Couscous Perlato

Couscous perlato
Ratings 5 from 1 votes
Cooking Method ,
Courses ,
Difficulty Intermediate
Prep Time: 20 min Cook Time: 60 min Rest Time: 10 min Total Time: 1 hr 30 mins
Servings 6
Best Season Winter
  • 1 packet couscous perlato
  • 200 grams beef
  • 200 grams chickpeas
  • 1 Tomato (minced)
  • 1 Potato (cut into slices)
  • 1 Zucchini (cut into slices)
  • 1 Carrot (cut into slices)
  • 1 Onion (minced)
  • 3 cloves Garlic (minced)
  • 1 teaspoon Chili flakes
  • 1 teaspoon salt
  • 1 teaspoon Black pepper
  • 1 teaspoon paprika
  • 1 teaspoon Ginger
  • Olive oil
  • 1 tablespoon Tomato paste
  • 1 red pepper
  1. First,  prepare ingredients.

  2. Second, bring a pressure cooker and add some olive oil to it. Add onion and garlic and stir them for 2 minutes. Add beef, chickpeas, tomato, tomato paste, salt, black pepper, paprika, ginger, and chili flakes. Stir them well and close the pressure cooker. Let them cook for about 10 minutes.

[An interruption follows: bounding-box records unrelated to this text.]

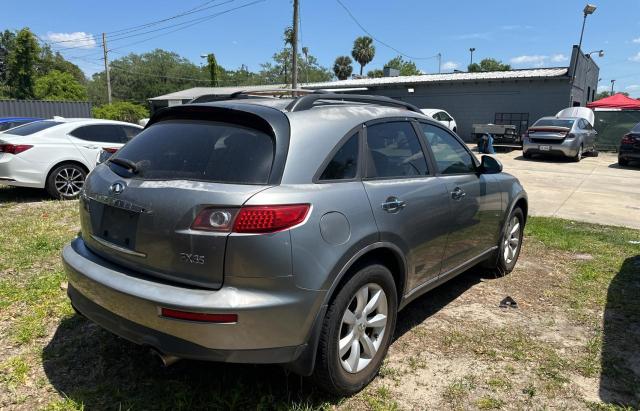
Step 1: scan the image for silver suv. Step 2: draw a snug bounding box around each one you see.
[62,93,527,395]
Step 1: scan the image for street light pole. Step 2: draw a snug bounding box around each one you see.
[569,4,596,106]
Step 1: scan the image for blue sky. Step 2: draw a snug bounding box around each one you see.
[5,0,640,97]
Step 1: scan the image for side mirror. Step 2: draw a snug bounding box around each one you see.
[480,156,502,174]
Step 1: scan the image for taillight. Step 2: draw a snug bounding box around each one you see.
[0,144,33,154]
[191,204,311,233]
[160,308,238,323]
[233,204,310,233]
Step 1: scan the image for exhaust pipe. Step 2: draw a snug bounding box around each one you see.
[149,348,180,368]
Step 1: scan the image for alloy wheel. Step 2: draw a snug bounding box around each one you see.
[502,216,520,264]
[338,283,388,373]
[54,167,84,197]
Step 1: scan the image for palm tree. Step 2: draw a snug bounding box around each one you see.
[333,56,353,80]
[351,36,376,75]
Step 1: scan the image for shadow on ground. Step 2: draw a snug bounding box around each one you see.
[42,269,480,410]
[0,184,51,205]
[600,255,640,409]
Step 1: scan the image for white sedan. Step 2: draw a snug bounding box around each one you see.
[0,117,142,199]
[420,108,458,133]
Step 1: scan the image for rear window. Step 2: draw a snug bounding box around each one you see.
[110,120,274,184]
[533,118,575,128]
[6,120,62,136]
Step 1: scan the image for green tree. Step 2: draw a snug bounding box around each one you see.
[351,36,376,75]
[467,58,511,72]
[207,53,218,87]
[92,101,149,123]
[7,27,40,99]
[384,56,422,76]
[34,70,87,101]
[367,69,384,78]
[87,49,210,105]
[333,56,353,80]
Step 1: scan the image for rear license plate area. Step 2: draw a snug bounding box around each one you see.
[96,205,139,250]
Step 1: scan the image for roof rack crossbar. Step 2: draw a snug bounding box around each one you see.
[286,93,422,114]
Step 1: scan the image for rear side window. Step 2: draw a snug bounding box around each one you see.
[367,121,428,178]
[533,118,575,128]
[420,123,476,174]
[69,124,128,144]
[110,120,274,184]
[7,120,62,136]
[320,133,359,180]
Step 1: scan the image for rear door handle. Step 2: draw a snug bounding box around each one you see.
[451,187,467,200]
[381,197,407,213]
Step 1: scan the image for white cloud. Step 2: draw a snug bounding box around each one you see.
[442,61,460,70]
[550,54,569,63]
[509,54,549,67]
[47,31,96,49]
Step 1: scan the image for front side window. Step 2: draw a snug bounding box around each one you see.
[420,123,476,174]
[110,120,275,184]
[320,133,359,180]
[367,121,429,178]
[69,124,127,144]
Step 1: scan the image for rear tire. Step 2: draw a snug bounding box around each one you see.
[313,264,398,396]
[45,163,87,200]
[485,207,524,275]
[571,144,584,163]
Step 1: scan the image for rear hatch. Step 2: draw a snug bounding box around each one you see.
[81,104,289,289]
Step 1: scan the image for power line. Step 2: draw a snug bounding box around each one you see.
[109,0,266,51]
[336,0,438,60]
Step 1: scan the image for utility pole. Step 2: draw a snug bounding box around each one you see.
[291,0,299,89]
[102,33,111,104]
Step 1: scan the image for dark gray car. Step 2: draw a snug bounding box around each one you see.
[63,94,527,394]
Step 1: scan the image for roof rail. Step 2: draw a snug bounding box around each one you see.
[286,92,422,114]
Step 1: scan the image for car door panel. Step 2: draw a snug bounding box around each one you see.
[363,121,450,290]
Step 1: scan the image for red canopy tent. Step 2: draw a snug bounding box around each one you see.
[587,93,640,110]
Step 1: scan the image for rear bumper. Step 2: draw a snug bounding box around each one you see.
[62,239,325,363]
[522,138,580,157]
[0,153,47,188]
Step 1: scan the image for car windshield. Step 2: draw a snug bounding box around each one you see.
[109,120,274,184]
[533,118,575,128]
[5,120,62,136]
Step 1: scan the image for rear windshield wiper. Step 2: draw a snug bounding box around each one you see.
[107,157,138,174]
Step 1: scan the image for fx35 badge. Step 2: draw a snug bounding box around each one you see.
[180,253,204,264]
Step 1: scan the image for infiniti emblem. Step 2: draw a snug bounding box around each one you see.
[109,183,125,194]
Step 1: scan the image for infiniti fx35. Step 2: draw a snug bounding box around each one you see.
[62,93,527,395]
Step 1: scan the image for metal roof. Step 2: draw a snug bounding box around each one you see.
[149,67,569,101]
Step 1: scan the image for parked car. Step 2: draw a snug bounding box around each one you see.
[0,117,42,133]
[421,108,458,133]
[0,117,142,199]
[522,117,598,162]
[618,123,640,166]
[62,93,528,395]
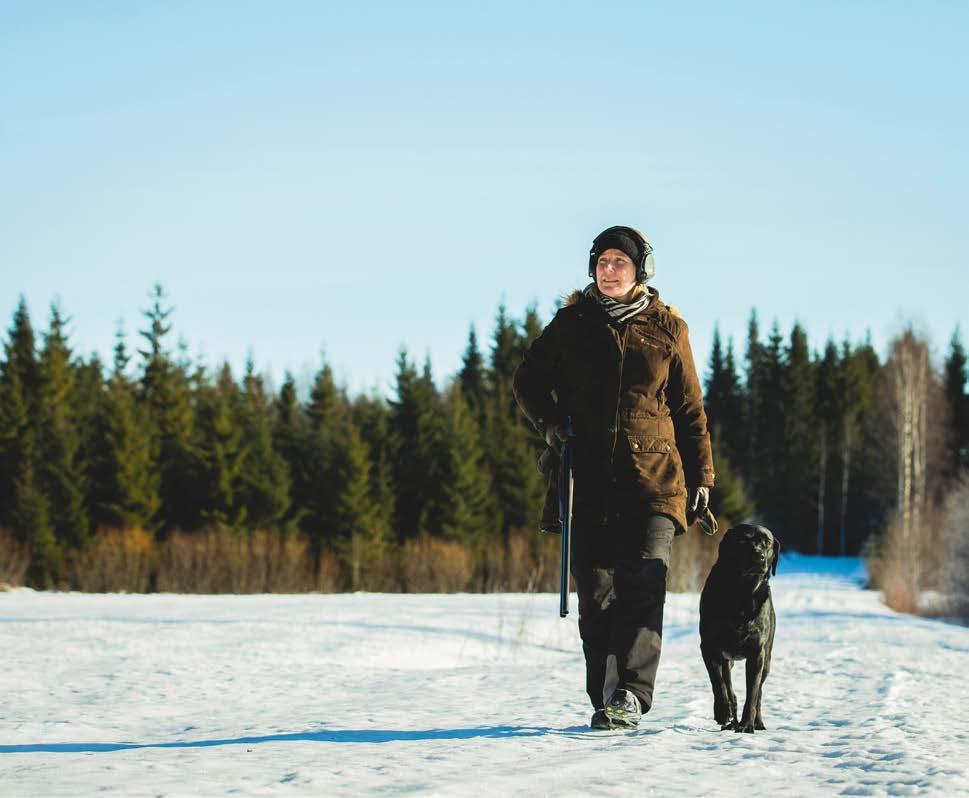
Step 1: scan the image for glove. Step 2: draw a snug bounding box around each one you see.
[545,424,567,451]
[686,487,710,526]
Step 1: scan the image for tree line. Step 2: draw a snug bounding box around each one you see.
[0,285,969,588]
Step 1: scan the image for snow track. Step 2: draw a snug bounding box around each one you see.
[0,557,969,796]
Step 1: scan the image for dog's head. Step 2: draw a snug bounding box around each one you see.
[717,524,781,577]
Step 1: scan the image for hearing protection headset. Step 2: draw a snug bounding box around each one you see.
[589,225,656,283]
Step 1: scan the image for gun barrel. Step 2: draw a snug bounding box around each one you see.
[559,419,572,618]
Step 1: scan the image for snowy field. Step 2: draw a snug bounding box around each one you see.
[0,557,969,796]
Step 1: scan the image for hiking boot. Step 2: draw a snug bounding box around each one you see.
[589,708,612,729]
[603,687,643,729]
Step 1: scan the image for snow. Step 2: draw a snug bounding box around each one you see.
[0,556,969,796]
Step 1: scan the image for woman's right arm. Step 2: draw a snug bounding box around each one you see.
[513,313,565,438]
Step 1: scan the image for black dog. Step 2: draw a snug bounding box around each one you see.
[700,524,781,734]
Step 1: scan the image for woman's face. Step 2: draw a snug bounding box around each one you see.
[596,249,636,302]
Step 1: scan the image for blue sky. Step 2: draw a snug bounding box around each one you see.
[0,2,969,393]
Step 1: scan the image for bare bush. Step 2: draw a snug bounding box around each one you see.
[156,528,317,593]
[866,504,944,614]
[0,529,30,587]
[70,528,158,593]
[941,471,969,618]
[401,535,474,593]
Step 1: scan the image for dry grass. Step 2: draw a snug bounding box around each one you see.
[155,528,320,593]
[13,527,719,593]
[69,529,158,593]
[666,521,727,593]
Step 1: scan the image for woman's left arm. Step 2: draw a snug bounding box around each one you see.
[666,319,714,488]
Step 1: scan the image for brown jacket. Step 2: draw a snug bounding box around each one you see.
[514,289,714,534]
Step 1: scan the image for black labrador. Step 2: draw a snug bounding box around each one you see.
[700,524,781,734]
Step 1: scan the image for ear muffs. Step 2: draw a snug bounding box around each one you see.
[589,225,656,283]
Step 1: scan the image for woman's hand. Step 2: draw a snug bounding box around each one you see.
[686,487,710,526]
[545,424,567,451]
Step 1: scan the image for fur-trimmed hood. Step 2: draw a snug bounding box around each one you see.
[562,285,682,319]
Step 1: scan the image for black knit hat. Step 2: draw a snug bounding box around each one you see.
[589,225,656,283]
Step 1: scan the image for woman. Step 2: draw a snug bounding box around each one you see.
[514,226,713,729]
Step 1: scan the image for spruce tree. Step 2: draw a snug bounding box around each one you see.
[352,395,394,543]
[815,338,845,554]
[240,356,291,530]
[0,297,39,526]
[489,303,522,414]
[199,363,248,530]
[458,324,487,420]
[93,329,161,532]
[272,371,312,530]
[441,382,501,548]
[944,327,969,473]
[138,284,205,531]
[704,325,746,466]
[776,323,818,551]
[710,438,756,530]
[390,350,440,539]
[333,416,387,590]
[37,304,89,549]
[302,360,348,552]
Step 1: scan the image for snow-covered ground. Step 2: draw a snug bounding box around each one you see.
[0,556,969,796]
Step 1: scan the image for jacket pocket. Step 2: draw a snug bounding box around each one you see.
[626,433,684,496]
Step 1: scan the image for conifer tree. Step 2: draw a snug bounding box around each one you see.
[488,303,522,416]
[241,355,291,530]
[815,338,844,554]
[838,335,894,554]
[93,329,161,532]
[0,297,39,526]
[138,284,204,531]
[458,324,487,420]
[736,309,766,478]
[441,382,501,548]
[776,323,817,551]
[512,302,545,352]
[945,327,969,473]
[710,437,755,529]
[333,416,387,590]
[302,360,348,551]
[272,371,312,529]
[704,325,746,466]
[199,363,248,530]
[352,395,394,545]
[37,304,89,549]
[390,350,440,539]
[485,403,545,538]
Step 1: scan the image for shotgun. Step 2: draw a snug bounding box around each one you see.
[559,416,574,618]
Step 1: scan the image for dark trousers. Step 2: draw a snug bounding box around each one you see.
[572,515,676,712]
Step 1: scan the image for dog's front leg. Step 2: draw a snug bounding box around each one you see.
[734,648,764,734]
[703,650,730,730]
[723,659,737,729]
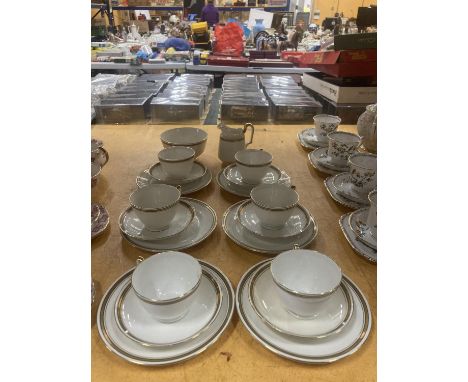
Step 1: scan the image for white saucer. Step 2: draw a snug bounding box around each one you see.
[323,173,366,210]
[136,169,211,195]
[223,163,281,188]
[333,172,369,205]
[119,200,195,240]
[297,127,328,150]
[115,271,221,346]
[91,204,110,240]
[339,212,377,263]
[349,207,377,250]
[216,165,287,198]
[148,161,208,186]
[97,260,234,366]
[223,200,318,254]
[248,264,353,338]
[120,198,216,252]
[236,260,372,364]
[237,199,311,238]
[307,148,340,175]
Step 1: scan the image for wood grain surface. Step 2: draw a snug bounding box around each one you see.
[91,125,377,382]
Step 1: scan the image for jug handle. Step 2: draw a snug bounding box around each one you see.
[244,123,255,147]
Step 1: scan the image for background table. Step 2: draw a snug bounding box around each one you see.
[91,125,377,382]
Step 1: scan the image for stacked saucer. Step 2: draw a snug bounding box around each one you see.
[119,184,217,252]
[136,127,212,195]
[236,250,372,364]
[324,153,377,209]
[97,252,234,366]
[223,184,318,254]
[216,149,283,198]
[340,190,377,262]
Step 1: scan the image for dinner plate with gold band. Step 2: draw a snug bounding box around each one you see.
[97,260,234,366]
[236,259,372,364]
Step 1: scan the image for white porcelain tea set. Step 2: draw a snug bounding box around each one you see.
[216,149,289,198]
[340,190,377,262]
[91,139,110,239]
[136,127,212,195]
[223,183,318,254]
[97,249,372,366]
[97,251,234,366]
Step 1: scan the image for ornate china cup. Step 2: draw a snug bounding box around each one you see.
[129,184,181,231]
[348,153,377,196]
[91,162,101,187]
[314,114,341,142]
[234,149,273,184]
[270,249,342,318]
[327,131,361,166]
[250,183,299,229]
[132,251,202,323]
[161,127,208,158]
[366,190,377,239]
[158,146,195,179]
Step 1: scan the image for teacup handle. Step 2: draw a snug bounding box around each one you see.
[244,122,255,147]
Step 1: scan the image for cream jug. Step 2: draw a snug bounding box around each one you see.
[218,123,254,163]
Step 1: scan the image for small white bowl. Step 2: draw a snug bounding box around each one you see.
[314,114,341,142]
[234,149,273,184]
[132,251,202,322]
[270,249,342,318]
[161,127,208,158]
[158,146,195,180]
[250,184,299,229]
[129,184,181,231]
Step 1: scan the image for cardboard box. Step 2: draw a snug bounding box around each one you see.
[298,49,377,77]
[302,73,377,104]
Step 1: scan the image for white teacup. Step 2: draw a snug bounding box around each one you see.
[314,114,341,142]
[130,184,181,231]
[348,153,377,196]
[161,127,208,158]
[158,146,195,179]
[132,251,202,322]
[366,190,377,239]
[234,149,273,184]
[270,249,341,318]
[250,184,299,229]
[327,131,361,166]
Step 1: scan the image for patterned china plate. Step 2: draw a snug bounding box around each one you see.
[323,174,366,210]
[91,204,110,240]
[339,212,377,263]
[119,200,195,240]
[97,260,234,366]
[236,260,372,364]
[223,200,318,254]
[120,198,216,252]
[136,169,211,195]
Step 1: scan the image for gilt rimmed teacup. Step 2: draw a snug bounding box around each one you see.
[158,146,195,180]
[314,114,341,142]
[270,249,342,318]
[348,153,377,196]
[328,131,361,166]
[132,251,202,323]
[234,149,273,184]
[366,190,377,239]
[250,183,299,229]
[129,184,181,231]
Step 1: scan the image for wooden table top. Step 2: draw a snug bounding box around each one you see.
[91,125,377,382]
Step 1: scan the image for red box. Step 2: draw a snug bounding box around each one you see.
[207,55,249,67]
[298,49,377,77]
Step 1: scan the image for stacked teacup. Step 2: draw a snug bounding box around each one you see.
[249,249,354,341]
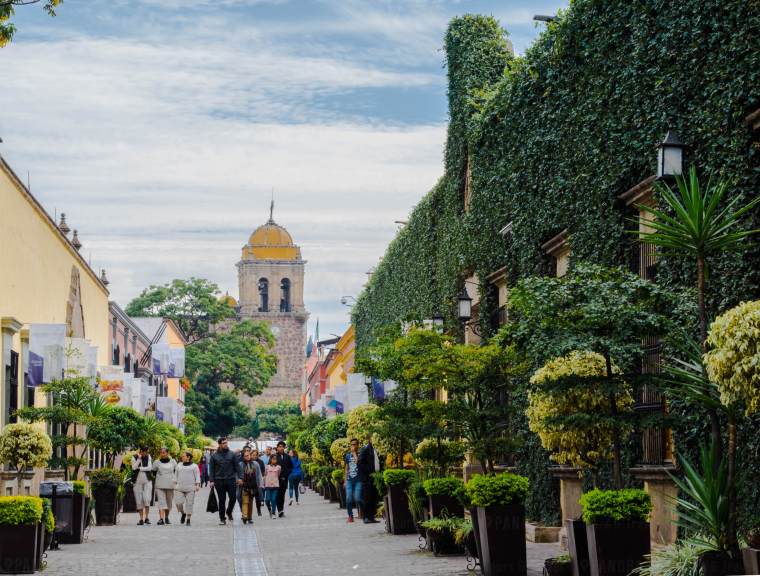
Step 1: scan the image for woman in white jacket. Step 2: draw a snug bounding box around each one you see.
[132,446,153,526]
[174,450,201,526]
[153,447,177,526]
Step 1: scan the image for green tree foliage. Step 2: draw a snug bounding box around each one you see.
[0,0,63,48]
[125,278,235,344]
[186,320,277,398]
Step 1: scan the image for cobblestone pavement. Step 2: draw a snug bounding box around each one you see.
[46,489,559,576]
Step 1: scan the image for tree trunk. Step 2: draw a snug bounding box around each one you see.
[727,414,739,553]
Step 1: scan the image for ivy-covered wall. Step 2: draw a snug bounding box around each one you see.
[353,0,760,518]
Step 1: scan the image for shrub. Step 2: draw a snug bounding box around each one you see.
[466,474,528,508]
[0,423,53,471]
[42,498,55,534]
[383,468,417,486]
[0,496,42,526]
[581,488,652,524]
[422,476,464,498]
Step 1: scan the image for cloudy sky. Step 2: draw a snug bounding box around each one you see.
[0,0,567,337]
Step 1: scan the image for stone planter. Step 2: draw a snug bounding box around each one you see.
[586,522,652,576]
[0,524,40,574]
[385,486,417,534]
[428,494,464,518]
[477,504,528,576]
[93,488,119,526]
[565,520,591,576]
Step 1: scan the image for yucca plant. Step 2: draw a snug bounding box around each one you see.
[670,444,732,553]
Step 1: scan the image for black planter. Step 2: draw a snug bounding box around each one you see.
[586,522,652,576]
[121,481,137,512]
[544,558,573,576]
[565,520,591,576]
[92,487,119,526]
[478,504,528,576]
[0,524,39,574]
[385,486,417,534]
[699,552,752,576]
[428,495,464,518]
[742,548,760,574]
[427,530,464,556]
[58,494,87,544]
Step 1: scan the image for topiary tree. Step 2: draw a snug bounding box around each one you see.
[525,351,633,485]
[704,300,760,548]
[0,423,53,494]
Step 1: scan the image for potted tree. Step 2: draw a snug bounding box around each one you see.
[422,476,464,518]
[90,468,124,526]
[467,473,528,576]
[422,517,464,556]
[0,496,42,574]
[383,468,417,534]
[581,488,652,576]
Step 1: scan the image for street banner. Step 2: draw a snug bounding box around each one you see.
[29,324,66,386]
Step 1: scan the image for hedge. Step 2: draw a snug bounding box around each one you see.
[352,0,760,522]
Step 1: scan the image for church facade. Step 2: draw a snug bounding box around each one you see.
[237,215,309,408]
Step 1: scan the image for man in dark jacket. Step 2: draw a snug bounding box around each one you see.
[208,437,242,526]
[276,440,293,518]
[358,436,380,524]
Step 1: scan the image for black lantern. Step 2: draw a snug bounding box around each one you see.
[457,286,472,322]
[657,130,686,179]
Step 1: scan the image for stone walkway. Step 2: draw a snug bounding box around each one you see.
[46,489,559,576]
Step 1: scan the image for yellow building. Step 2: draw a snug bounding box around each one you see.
[0,152,111,490]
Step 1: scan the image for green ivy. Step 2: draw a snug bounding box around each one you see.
[352,0,760,523]
[383,468,417,486]
[467,474,530,508]
[0,496,42,526]
[581,488,652,524]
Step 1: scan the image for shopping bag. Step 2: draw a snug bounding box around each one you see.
[206,488,219,514]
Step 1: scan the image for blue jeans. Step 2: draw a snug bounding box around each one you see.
[266,488,280,516]
[346,476,362,518]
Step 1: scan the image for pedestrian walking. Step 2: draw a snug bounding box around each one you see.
[275,440,293,518]
[264,458,282,520]
[208,436,238,526]
[132,446,153,526]
[343,438,366,523]
[238,448,263,524]
[174,450,201,526]
[356,436,380,524]
[251,448,269,516]
[288,450,303,506]
[153,446,177,526]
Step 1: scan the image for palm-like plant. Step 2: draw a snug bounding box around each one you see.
[635,166,760,349]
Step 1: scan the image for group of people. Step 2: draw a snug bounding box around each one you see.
[207,437,303,525]
[132,447,201,526]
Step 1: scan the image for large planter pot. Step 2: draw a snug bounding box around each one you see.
[478,504,528,576]
[586,522,648,576]
[0,524,39,574]
[121,482,137,512]
[428,495,464,518]
[544,558,573,576]
[385,486,417,534]
[742,548,760,574]
[58,494,87,544]
[427,530,464,556]
[699,552,753,576]
[93,488,119,526]
[565,520,591,576]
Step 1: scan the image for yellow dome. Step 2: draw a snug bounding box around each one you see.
[243,219,301,260]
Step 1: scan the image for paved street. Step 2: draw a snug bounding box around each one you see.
[46,489,558,576]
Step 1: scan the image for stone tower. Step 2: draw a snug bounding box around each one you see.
[237,212,309,408]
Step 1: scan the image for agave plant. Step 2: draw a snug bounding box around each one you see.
[671,444,731,552]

  3. Next, add 2 cups of hot water to the cooker and close it again. Let it cook for another 10 minutes.

  4. After that, let go and prepare the couscous. Bring a bowl and add a packet of couscous perlato. Add water to the bowl until couscous all cover. Stir well with hands until the water becomes white. Repeat the process once then drain it well from the water.

  5. When couscous is drained add 1 tablespoon olive oil and 1 teaspoon salt and mix well. Bring a couscous pot and add couscous above and water in the pot down. Let it cook with steam for about 30 minutes until it becomes soft.

  6. Now, let's back to the cooker. Add zucchini, carrot, potato, and 1 red pepper. Close the pressure cooker and let it cook until the vegetables are cooked well.

  7. Finally, add couscous to the pressure cooker and let it absorb the sauce. Serve it hot.